Jangan bangga dengan hafalan Qur’an jika setiap malam kamu mengirim pesan “selamat tidur” pada lelaki asing yang belum halal bagimu. Hafalan itu akan menjadi saksi kelak, bukan pembela jika kamu menyalahgunakan hidayah. Rasulullah Shallallahu ‘alaihi wasallam bersabda, “Orang yang paling keras siksaannya di hari kiamat adalah orang yang alim tetapi tidak mengamalkan ilmunya.” (HR. Baihaqi). Maka betapa mengerikannya jika ilmu yang semestinya menyelamatkan justru menjadi pemberat timbangan dosa.
Akal sehat mana yang menerima bahwa cinta suci bisa tumbuh dalam hubungan haram? Bahkan orang non-Muslim pun tahu: cinta sejati tak pernah dibangun dengan dusta dan pelanggaran norma. Pacaran itu bukan cinta, itu kesenangan ego, obsesi untuk merasa dibutuhkan dan diinginkan. Maka, jangan salahkan siapa pun jika nanti luka yang kau pelihara meledak menjadi aib yang tak bisa dibungkus oleh jilbabmu.
Wahai muslimah, sadarlah! Engkau sedang dipantau bukan hanya oleh manusia, tapi oleh Rabb yang Maha Melihat. Menutup kepala adalah awal, menundukkan pandangan adalah lanjutan, menjaga hati adalah puncak dari keimanan. Jika jilbabmu membungkus kepala tapi tidak membungkus niat, maka itu hanya topeng yang akan tersibak di hari hisab. Islam bukan fesyen, ia adalah jalan hidup yang menuntut konsistensi.

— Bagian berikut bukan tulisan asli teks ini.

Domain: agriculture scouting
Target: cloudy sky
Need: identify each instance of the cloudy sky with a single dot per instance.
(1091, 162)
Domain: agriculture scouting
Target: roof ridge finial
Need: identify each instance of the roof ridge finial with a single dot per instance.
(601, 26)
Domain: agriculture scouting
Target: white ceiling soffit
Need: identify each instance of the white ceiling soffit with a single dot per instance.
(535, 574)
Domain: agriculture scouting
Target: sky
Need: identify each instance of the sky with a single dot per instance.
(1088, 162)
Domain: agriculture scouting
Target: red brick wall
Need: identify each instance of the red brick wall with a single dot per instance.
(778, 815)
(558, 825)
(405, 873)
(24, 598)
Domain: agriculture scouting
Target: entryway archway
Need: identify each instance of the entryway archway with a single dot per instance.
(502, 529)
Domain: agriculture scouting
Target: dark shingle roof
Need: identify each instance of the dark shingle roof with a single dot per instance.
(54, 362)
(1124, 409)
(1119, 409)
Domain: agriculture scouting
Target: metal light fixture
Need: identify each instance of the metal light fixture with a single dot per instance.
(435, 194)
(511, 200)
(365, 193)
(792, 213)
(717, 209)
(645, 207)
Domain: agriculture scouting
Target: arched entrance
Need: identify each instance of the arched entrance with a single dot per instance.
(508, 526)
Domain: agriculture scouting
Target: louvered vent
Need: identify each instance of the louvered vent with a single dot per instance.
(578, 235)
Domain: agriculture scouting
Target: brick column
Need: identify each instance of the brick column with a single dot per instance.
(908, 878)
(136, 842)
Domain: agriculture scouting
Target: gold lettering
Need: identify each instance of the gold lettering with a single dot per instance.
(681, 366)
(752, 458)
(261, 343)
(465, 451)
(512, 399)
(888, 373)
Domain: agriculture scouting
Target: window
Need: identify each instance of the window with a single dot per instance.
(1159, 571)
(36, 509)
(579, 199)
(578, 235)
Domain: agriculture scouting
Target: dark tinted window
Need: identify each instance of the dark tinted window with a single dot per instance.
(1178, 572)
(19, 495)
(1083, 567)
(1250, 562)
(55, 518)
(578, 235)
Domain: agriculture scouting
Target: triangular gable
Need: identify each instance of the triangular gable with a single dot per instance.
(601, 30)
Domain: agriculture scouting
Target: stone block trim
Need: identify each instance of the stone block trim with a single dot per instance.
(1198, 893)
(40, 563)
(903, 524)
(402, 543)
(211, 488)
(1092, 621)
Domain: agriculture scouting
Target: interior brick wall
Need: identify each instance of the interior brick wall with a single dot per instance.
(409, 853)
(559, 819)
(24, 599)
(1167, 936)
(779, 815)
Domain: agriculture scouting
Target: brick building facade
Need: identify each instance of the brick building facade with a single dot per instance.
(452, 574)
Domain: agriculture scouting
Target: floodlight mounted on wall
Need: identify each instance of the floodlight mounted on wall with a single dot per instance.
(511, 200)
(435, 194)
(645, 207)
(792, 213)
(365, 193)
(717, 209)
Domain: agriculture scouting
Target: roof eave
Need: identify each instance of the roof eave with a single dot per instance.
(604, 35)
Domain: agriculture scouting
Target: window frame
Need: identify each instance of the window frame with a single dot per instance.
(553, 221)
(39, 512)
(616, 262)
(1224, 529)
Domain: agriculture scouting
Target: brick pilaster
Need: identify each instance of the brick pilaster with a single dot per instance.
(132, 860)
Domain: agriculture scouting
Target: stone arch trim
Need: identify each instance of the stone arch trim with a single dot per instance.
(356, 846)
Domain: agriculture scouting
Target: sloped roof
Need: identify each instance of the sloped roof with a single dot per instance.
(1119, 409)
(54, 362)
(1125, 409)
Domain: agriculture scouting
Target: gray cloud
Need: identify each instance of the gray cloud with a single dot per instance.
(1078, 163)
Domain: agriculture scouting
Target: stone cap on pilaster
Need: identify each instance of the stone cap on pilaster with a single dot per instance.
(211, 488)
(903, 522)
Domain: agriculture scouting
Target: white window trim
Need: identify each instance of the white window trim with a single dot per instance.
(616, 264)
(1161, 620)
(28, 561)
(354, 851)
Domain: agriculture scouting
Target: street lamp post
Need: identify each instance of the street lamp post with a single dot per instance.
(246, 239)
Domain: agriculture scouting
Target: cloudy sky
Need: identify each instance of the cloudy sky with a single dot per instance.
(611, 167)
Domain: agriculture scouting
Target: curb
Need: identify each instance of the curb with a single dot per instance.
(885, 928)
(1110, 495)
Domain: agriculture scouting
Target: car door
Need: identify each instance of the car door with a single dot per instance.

Baca Juga: Ketika Jodoh Tak Kunjung Datang, Tapi Usia Terus Bertambah
Logikanya sederhana: jika laki-laki itu benar-benar mencintaimu karena Allah, mengapa dia membawamu ke jalan murka Allah? Cinta yang benar akan membawamu ke akad, bukan ke percakapan privat larut malam yang membuat malaikat pencatat amalan gelisah. Jika cinta itu tulus, maka dia akan mengikatmu dengan pernikahan, bukan janji-janji manis di bawah bulan purnama. Maka jangan tertipu oleh rayuan yang tak pernah Allah izinkan.
Jika engkau berani menyebut dirimu muslimah sejati, maka mulailah berhenti dari pacaran yang mengikis imanmu sedikit demi sedikit. Tutuplah pintu fitnah, dan bukalah lembaran baru untuk memuliakan diri dengan cara yang Allah ridai. Rasulullah Shallallahu ‘alaihi wasallam bersabda, “Tidaklah dua orang yang saling mencintai karena Allah, kecuali pasti berujung pada pernikahan atau perpisahan karena Allah.” (HR. Ibn Hibban). Maka jika bukan menuju halal, segera tinggalkan!
Ini bukan tentang kebebasan memilih, tapi tentang tanggung jawab sebagai hamba Allah. Hentikan drama islami penuh dosa itu; jadilah wanita yang menundukkan pandangan bukan hanya di dunia nyata, tapi juga di dunia maya. Bukan jilbab yang salah, tapi hati yang belum tunduk. Kini saatnya kamu tanya dirimu sendiri: masihkah layak engkau menyebut diri sebagai pecinta Allah jika yang kau cari adalah cinta dari manusia yang belum halal bagimu?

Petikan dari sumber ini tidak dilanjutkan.